Ce nihilisme farouche n'est pas chez Maupassant une attitude. Toutes ses paroles, tous ses actes, il les plie strictement à ses idées. Dans son appétit de néant, il raille son propre effort et conteste son œuvre. Quant aux applaudissements et à la gloire, il n'en a cure et l'on connaît assez son superbe dédain pour les croix et les Académies.
Écoutons ses confessions:
«Tout m'est à peu près égal dans la vie, hommes, femmes, événements. Voilà ma vraie profession de foi et j'ajoute, ce que vous ne croirez pas, que je ne tiens pas plus à moi qu'aux autres. Tout se divise en ennui, farce et misère. Je prends tout avec indifférence. Je passe les deux tiers de mon temps à m'ennuyer profondément. J'occupe le troisième tiers à écrire des lignes que je vends le plus cher possible, en me désolant de faire ce métier abominable[7].»
Et dans une lettre postérieure:
«Je n'ai pas un goût que je ne puisse à mon gré arracher de moi, pas un désir dont je ne me moque, pas une espérance qui ne me fasse sourire ou rire.

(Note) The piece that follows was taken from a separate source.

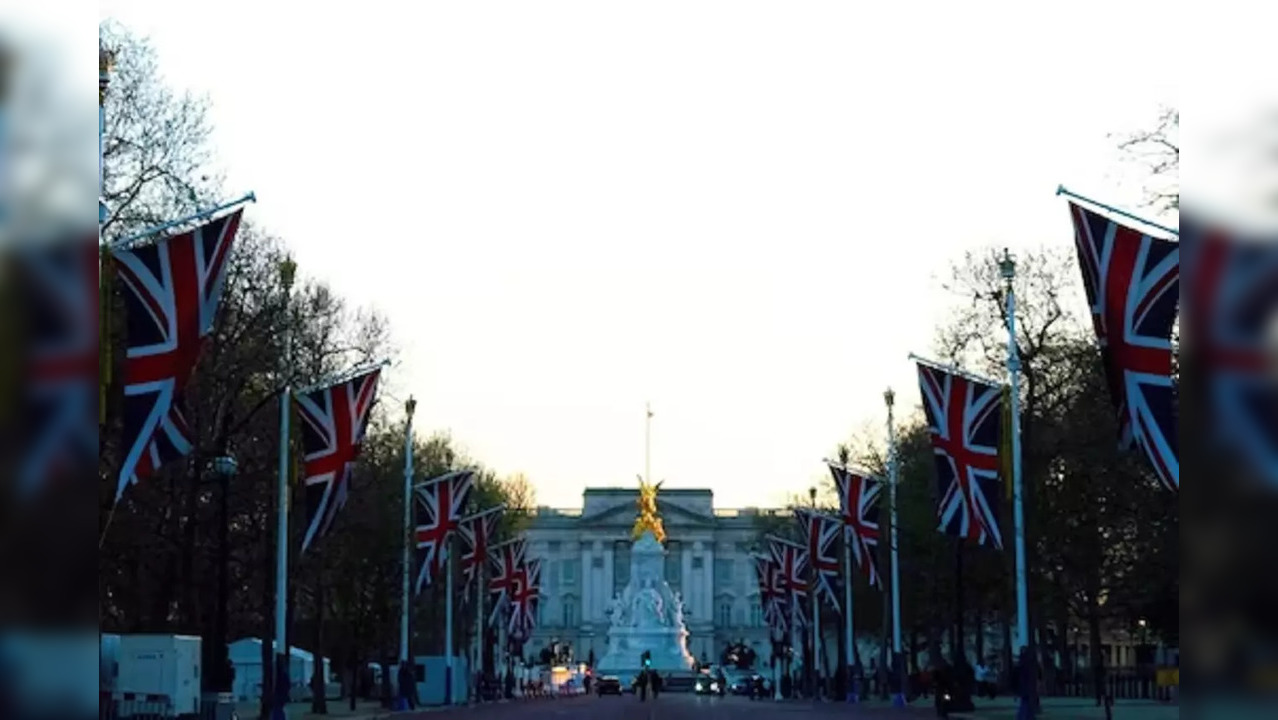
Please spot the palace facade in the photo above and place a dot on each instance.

Je me demande pourquoi je remue, pourquoi je vais ici ou là, pourquoi je me donne la peine odieuse de gagner de l'argent, puisque ça ne m'amuse pas d'en dépenser[8].»

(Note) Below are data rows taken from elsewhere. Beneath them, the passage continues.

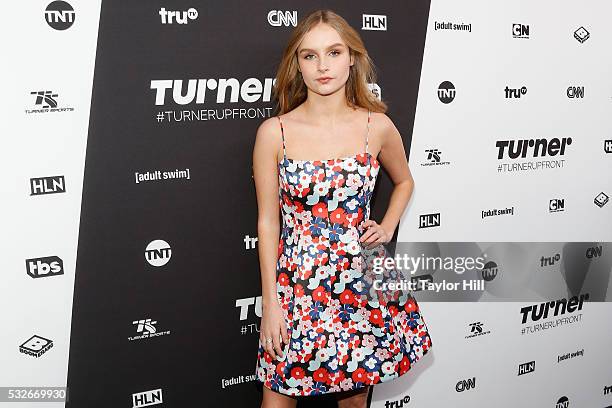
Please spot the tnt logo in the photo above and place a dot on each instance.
(277, 18)
(147, 398)
(446, 92)
(158, 252)
(59, 15)
(429, 220)
(520, 30)
(178, 17)
(36, 346)
(47, 185)
(45, 98)
(563, 402)
(374, 22)
(556, 205)
(46, 266)
(465, 385)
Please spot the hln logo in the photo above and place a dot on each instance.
(147, 398)
(526, 368)
(46, 266)
(429, 220)
(47, 185)
(375, 22)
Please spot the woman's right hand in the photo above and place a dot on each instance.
(273, 327)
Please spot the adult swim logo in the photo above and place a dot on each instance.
(450, 26)
(433, 158)
(533, 148)
(581, 34)
(146, 329)
(46, 102)
(47, 185)
(59, 15)
(278, 18)
(158, 252)
(214, 93)
(36, 346)
(446, 92)
(45, 266)
(520, 30)
(178, 17)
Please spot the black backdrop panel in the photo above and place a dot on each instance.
(205, 218)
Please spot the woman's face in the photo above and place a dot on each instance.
(322, 54)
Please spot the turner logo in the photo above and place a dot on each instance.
(514, 149)
(158, 253)
(36, 346)
(277, 18)
(537, 312)
(59, 15)
(520, 30)
(46, 266)
(47, 185)
(147, 398)
(446, 92)
(374, 22)
(250, 90)
(178, 17)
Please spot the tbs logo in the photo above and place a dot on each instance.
(46, 266)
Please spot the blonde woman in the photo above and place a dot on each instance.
(317, 163)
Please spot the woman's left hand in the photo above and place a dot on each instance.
(374, 235)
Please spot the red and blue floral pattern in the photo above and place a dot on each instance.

Plus tard encore, il ajoute:
«Moi, je suis incapable d'aimer vraiment mon art. Je le juge trop, je l'analyse trop. Je sens trop combien est relative la valeur des idées, des mots et de l'intelligence la plus puissante. Je ne puis m'empêcher de mépriser la pensée, tant elle est faible, et la forme, tant elle est incomplète. J'ai vraiment, d'une façon aiguë, inguérissable, la notion de l'impuissance humaine et de l'effort qui n'aboutit qu'à de pauvres à-peu-près[9].»
Notre seule joie spirituelle consiste à nous renforcer chaque jour dans notre négation, à nous divertir de nos blasphèmes et à ricaner de l'omniprésence de la niaiserie et du néant comique de notre destinée.
Il existe cependant un asile, un réconfort sublime, pour le philosophe et l'artiste qui dominent la multitude. Il réside dans l'admiration de cette Nature, qu'il faut chérir sans rien espérer de sa cruelle indifférence.